Am Abend dieses Tages stieg Schuldig hungrig und reichlich frustriert in sein Bett und drehte sich zu Ken, der auf der Seite lag und ihm den Rücken zugewandt hatte. Sanft wanderte die Hand des Telepathen über die Seite seines Liebsten und er versuchte, Ken ein wenig an sich zu ziehen. „Hey, es tut mir leid... Die ganze Streiterei. Es ist doch nicht so, als wenn ich dich nicht brauchen würde“, raunte er an Kens Ohr, nachdem er sich ein wenig durch die braune Mähne geschmust hatte.
 

Ken hatte sich nicht gerührt und musste minimal schmunzeln, als er die Worte hörte. „Das brauchst du mir nicht sagen. ICH weiß, dass du mich brauchst. Aber du weißt es offenbar nicht...“, sagte er. Seine Stimme klang sachlich, kein Vorwurf schwang darin mit. Auch er hatte einen Fehler eingesehen. Und zwar den, dass er sich vollkommen in seine Rolle als liebende Hausfrau und Mutter hineinbegeben hatte, ohne sich dagegen zu wehren. Doch damit war nun Schluss. Jetzt, da er wusste, dass das Leben viel mehr für ihn offen hielt. „Könntest du bitte die Zunge aus meinem Ohr nehmen? Ich versuche zu schlafen.“
 

Schuldig erstarrte für einen Augenblick. Was sollte das denn jetzt? Sonst war Ken doch auch immer bereit gewesen, ihre Streitereien im Bett zu beenden... Doch so einfach gab er nicht auf. Es wäre doch gelacht, wenn er sich von einer solchen Frage, die noch nicht mal ein richtiges Nein bedeutete, aufhalten lassen würde! Schuldig ging dazu über, an Kens Hals zu knabbern und schob seine Hand behutsam nach vorn, zu Kens Bauch, über den er sanft streichelte. Kurz unterbrach er seine Zärtlichkeiten, um seinem Schatz ein verführerisches „Mmmh, deine Muskeln machen mich tierisch an!“ ins Ohr zu flüstern.
 

Doch bei Ken regte sich absolut gar nichts. Stattdessen ließ er nur ein etwas genervt klingendes Seufzen hören und verdrehte unter geschlossenen Lidern die Augen. „Schuldig! Nimm die Finger da weg. Ich habe gesagt, ich versuche zu schlafen.
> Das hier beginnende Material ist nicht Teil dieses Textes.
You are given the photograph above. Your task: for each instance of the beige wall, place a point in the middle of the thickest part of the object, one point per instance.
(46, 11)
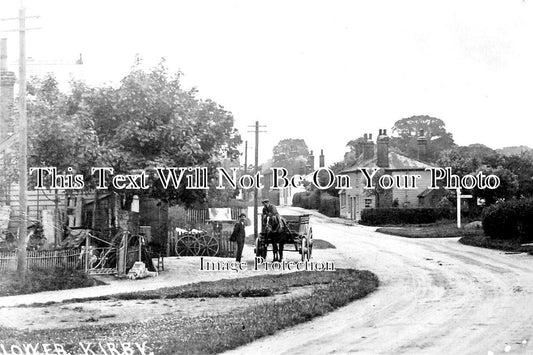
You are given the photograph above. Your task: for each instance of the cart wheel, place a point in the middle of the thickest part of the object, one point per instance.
(304, 249)
(310, 249)
(208, 245)
(263, 249)
(188, 245)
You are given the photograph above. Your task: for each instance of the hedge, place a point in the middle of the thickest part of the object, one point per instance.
(509, 220)
(315, 200)
(392, 215)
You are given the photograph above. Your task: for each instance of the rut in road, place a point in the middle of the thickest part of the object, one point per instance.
(436, 296)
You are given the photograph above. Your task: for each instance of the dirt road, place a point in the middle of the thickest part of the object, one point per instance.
(436, 297)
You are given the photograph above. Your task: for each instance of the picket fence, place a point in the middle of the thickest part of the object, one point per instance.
(45, 259)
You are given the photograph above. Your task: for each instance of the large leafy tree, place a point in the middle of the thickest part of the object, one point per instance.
(148, 121)
(405, 134)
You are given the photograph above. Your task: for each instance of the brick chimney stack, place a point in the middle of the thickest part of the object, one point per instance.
(383, 149)
(360, 147)
(321, 159)
(422, 145)
(7, 83)
(368, 152)
(311, 162)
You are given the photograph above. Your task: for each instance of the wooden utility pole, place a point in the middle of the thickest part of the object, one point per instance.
(459, 197)
(256, 191)
(23, 145)
(23, 135)
(244, 192)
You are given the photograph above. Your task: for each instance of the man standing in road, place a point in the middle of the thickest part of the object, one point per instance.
(238, 236)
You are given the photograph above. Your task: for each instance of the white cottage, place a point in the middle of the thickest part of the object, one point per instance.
(354, 200)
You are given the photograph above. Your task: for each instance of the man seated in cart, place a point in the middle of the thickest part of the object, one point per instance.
(270, 211)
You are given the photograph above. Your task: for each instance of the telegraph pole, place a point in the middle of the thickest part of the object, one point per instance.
(244, 192)
(256, 192)
(23, 146)
(23, 142)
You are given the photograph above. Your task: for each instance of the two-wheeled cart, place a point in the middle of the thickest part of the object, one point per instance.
(298, 232)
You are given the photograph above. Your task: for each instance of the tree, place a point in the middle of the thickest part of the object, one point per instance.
(522, 166)
(405, 134)
(151, 121)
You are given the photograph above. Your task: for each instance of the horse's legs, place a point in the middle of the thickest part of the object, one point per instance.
(275, 250)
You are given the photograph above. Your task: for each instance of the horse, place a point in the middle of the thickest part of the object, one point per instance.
(275, 230)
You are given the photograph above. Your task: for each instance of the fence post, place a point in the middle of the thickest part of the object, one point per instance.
(169, 234)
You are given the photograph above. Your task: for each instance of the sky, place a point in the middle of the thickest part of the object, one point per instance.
(323, 71)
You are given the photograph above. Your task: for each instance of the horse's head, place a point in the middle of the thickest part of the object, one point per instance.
(268, 226)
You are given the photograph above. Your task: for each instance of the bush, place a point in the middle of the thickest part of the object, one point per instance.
(273, 196)
(392, 215)
(509, 220)
(314, 200)
(329, 205)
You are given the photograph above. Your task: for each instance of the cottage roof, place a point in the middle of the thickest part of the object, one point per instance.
(397, 162)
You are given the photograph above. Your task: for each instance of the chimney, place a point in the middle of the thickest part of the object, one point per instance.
(368, 152)
(311, 162)
(360, 147)
(422, 145)
(383, 149)
(7, 83)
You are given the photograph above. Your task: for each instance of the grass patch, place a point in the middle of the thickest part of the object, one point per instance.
(255, 286)
(38, 280)
(430, 231)
(510, 245)
(322, 244)
(210, 334)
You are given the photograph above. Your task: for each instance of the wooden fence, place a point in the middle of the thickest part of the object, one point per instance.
(46, 259)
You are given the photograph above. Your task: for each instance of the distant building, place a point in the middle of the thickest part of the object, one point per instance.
(353, 201)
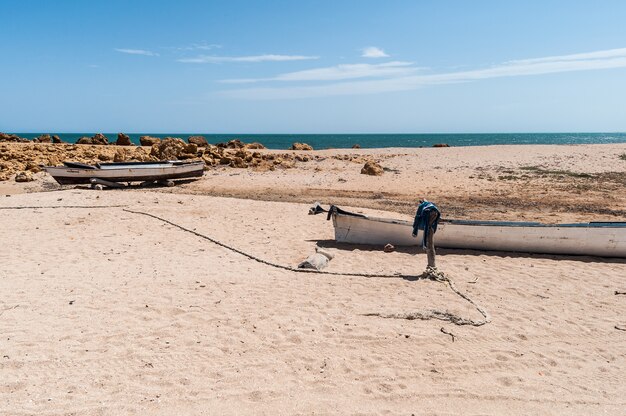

Hol dir einen runter, wenn du es gar nicht mehr aushältst. Ich habe keine Lust.“ Wenn das nicht deutlich genug war, dann wusste er auch nicht. Dann würde Schuldig diese Nacht wohl auf dem Sofa verbringen müssen, oder seine Muskeln erst so richtig kennenlernen.
 

Wow! Das hatte es bisher ja noch nie gegeben! Schuldig riss die Augen auf und dachte zuerst, er hätte sich verhört. In den ganzen Jahren, die er jetzt mit Ken zusammen war, hatte der ihn noch nie zurückgewiesen. Der Telepath wurde blass, dann leicht wütend. Er rollte sich wieder auf den Rücken, dachte eine kurze Weile über Kens Worte nach, und begann dann, genau das zu tun, was der Andere ihm vorgeschlagen hatte. Es war schon ein wenig traurig, dass er das in einer Partnerschaft überhaupt nötig hatte...
 

Doch auch darauf reagierte Ken nicht mehr. Er lag nur da, kuschelte sich wieder ein und schon bald hörte man seinen Atem langsamer und ruhiger werden. Weder die eindeutige Geräuschkulisse hinter ihm, noch Schuldigs leises Keuchen hielten ihn davon ab, langsam in einen wohligen Schlaf zu driften. Erfüllt von einem Traum von einer kleinen Wohnung, die nur ihm alleine gehörte, und von liebevollen SMS und verbotenen Telefonaten. Tatsächlich schlief Ken so gut, dass er sich nicht mal von Schuldigs näher kommenden Orgasmus aus der Ruhe bringen ließ.
 

Nicht wirklich zufrieden gestellt und sehr enttäuscht drehte sich Schuldig auf die andere Seite und fragte sich, auf welche Katastrophe sie hier eigentlich zusteuerten. Sie hatten schon viele Meinungsverschiedenheiten und Diskussionen gehabt, ab und zu war auch ein handfester Streit dabei gewesen. Doch noch nie hatte einer von ihnen sich dem anderen verweigert... Seit der überaus überraschenden Nacht in dem Ferienhaus, deren Nachwirkungen Schuldig immer noch spürte, hatten sie sich nicht mehr angefasst. Der Orangehead seufzte schwer. Ken musste es doch auch langsam mal wieder nötig haben... Sonst hatten sie ja auch spätestens jeden zweiten Tag miteinander geschlafen. Was war nur geschehen?